先日世界陸連はトラック競技において、厚底シューズの使用についての規制が2020年7月28日から開始されていることを発表した。規制では、800m以上のトラック競技において厚さ25㎜以下のシューズを使用することが求められる。

 

厚底シューズというのは言わずもがな、NIKEのヴェイパーフライネクスト%やアルファフライである。

厚底に染まった長距離界

去年はランナーでない人達の間でも「ピンクシューズ」などと呼ばれるほど、”厚底”旋風が吹き荒れた。競泳のレーザー・レーサーのように禁止になるのではないかという噂もあったが、禁止が大きく取り上げられた1月においてもシューズが禁止になることはなかった。また、アシックスやミズノ、デサントの他社も厚底シューズの発売を行ったため、”厚底”が禁止される可能性が遠のいたように思われた。そのため公式戦で使用する用途でシューズを購入したランナーも多いだろう。実際、私も大学において長距離をやっているが、2020年2月の時点には、部員の8割がNIKEのヴェイパーフライを所有していた。

 

厚底「ヴェイパー」の威力

厚底シューズの代表格である、NIKEヴェイパーフライネクスト%は多くの中間層ランナーを魅了した。ヴェイパーにはカーボンプレートによる強い反発に加え、高いクッション性能、軽さが備わっている。また、”靴によって走らされる感覚”があり、着地がフォアフッドやミッドフットでない、かかと着地においてもその威力を発揮するのである。

 

この靴の登場によって、フォームが定まっていないような中間層ランナーの走りが大幅に向上した。つまり私のような地方大学の部活ランナーであり、トップランナーではないのだ。実際、私の部内でも確認できたが、中間層同士の練習でヴェイパーを使用する選手とそうではない選手では明らかな差が生じるのだ。
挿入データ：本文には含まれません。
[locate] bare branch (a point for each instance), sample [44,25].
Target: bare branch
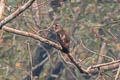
[16,13]
[2,8]
[37,37]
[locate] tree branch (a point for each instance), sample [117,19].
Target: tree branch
[16,13]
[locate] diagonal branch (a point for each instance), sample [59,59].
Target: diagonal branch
[16,13]
[37,37]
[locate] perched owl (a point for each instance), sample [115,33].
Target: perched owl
[62,37]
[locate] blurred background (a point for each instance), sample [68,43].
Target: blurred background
[93,27]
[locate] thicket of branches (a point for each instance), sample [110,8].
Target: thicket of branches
[93,27]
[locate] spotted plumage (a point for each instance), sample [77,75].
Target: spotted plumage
[62,37]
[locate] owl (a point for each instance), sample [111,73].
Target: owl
[62,37]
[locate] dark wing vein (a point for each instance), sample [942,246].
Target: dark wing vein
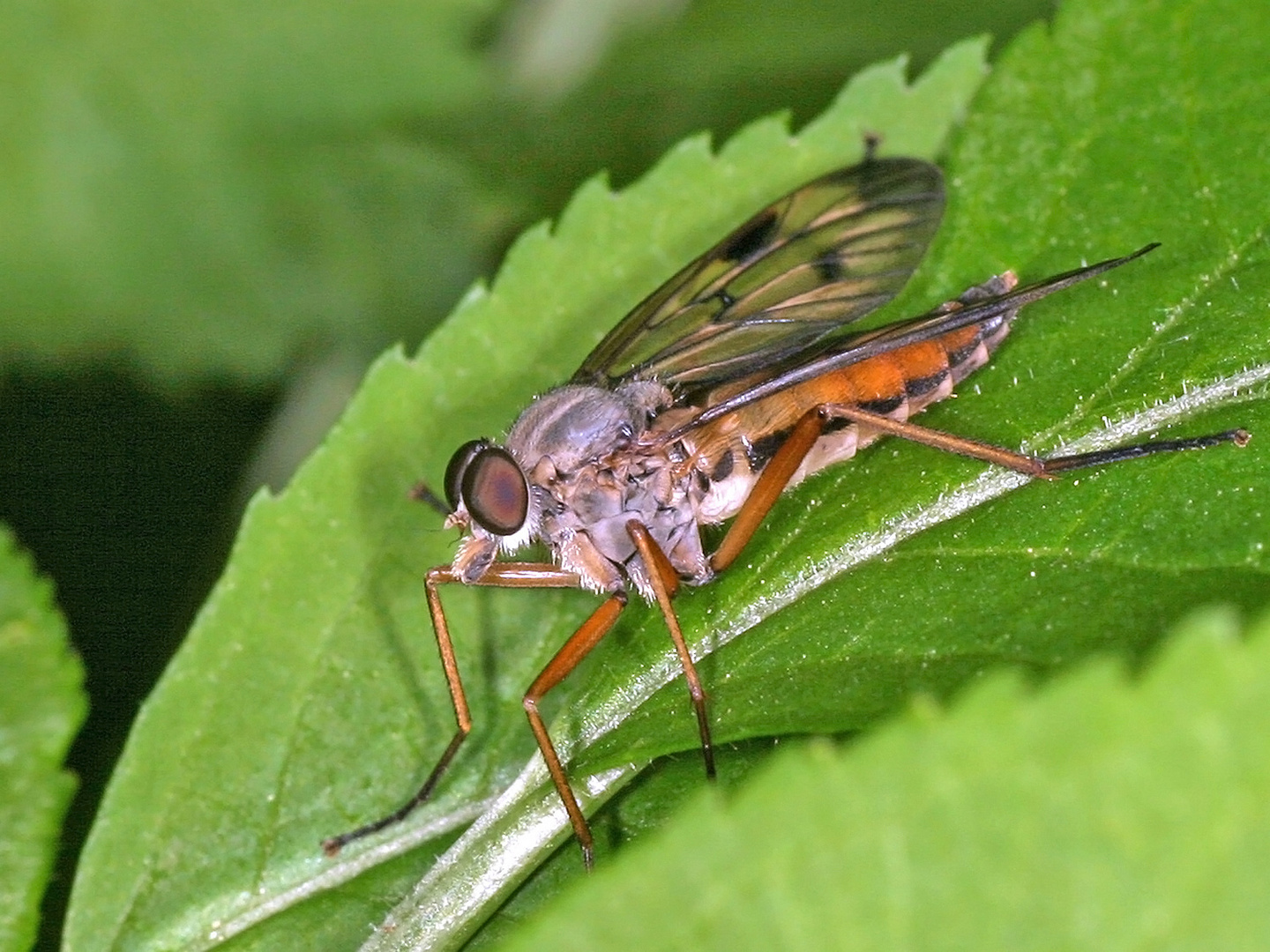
[784,282]
[927,326]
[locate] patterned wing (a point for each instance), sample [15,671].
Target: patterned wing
[784,282]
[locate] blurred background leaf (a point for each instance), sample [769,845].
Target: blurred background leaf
[41,706]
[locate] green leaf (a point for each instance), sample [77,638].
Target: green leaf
[1100,813]
[306,698]
[41,707]
[210,187]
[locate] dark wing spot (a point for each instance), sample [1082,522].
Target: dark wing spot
[750,238]
[921,386]
[961,353]
[759,450]
[723,469]
[830,268]
[882,406]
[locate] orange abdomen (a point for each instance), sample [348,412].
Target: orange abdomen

靴によって明らかな差がでるのが分かっているために、真面目に陸上をやっている選手はヴェイパーを買う選択肢しか残されていない状況があったと思う

厚底の罪

ヴェイパーの威力が確実なものと認知されるにつれて、試合においてもヴェイパーを履く選手が目立った。日体大記録会では、そのほとんどがヴェイパーを履いていることを確認することができる。また、高校の試合においてもヴェイパーが浸透している。

 

ここで私が問題視したいのは、ヴェイパーの値段である。ヴェイパーは定価で約3万円で販売されており、レーシングシューズとしては高いシューズであると言える。また、他社製品の”厚底”シューズも2万円以上することから、高値が付けられている。

 

”厚底”を履くことによるアドバンテージが認められている状況下であえて「厚底でないシューズ」を履く選手はいないだろう。つまり、勝負に勝つ、または”上”を狙う選手は必然的に”厚底”という選択肢を採ることを迫られるのである。しかし、そのシューズが割高であれば、入手できない者の現れ、勝負の機会が平等であるとは言えないだろう。(特に、私のような学生の中間層ランナーや高校生は、トップ選手のように靴が配給されるわけではないから不利と言える。)しかし、記録のためにと”高級厚底シューズ”を買わなければならないのだ。

”厚底禁止”による一番の被害者は中間層学生ランナー

今回の禁止による一番の被害者は、お金がないのに頑張ってヴェイパーを買った一般学生や高校生ではないだろうか。彼らは、平等な勝負の機会を確保するために高額なヴェイパーを購入したのにも関わわらず、ヴェイパーを履いて試合に出ることができなくなってしまったのだから。私の友人もヴェイパーを買ったものの、コロナの影響で一度も試合に出場できなかったそうだ。

 

レーシングシューズと技術の進歩の関係

私はヴェイパーの開発自体はよいものだと考えている。なぜなら、レーシングシューズとして販売するのであれば、他社製品よりよいものを作り差別化しなければならないからだ。しかし、今回のようにあまりに高性能のため、独占状態に陥ってしまうと”平等”という観点からの規制が入ることとなる。今後も、”厚底”に限らず、技術の進歩による「速く走れるシューズ」が登場するだろう。その時問題となるのが、どこまで技術は競技に介入できるのかということだろう。

 

それとも今回の世界陸連の規制は厚さ25mm以下であれば、技術による靴の改良を認めるということであろうか。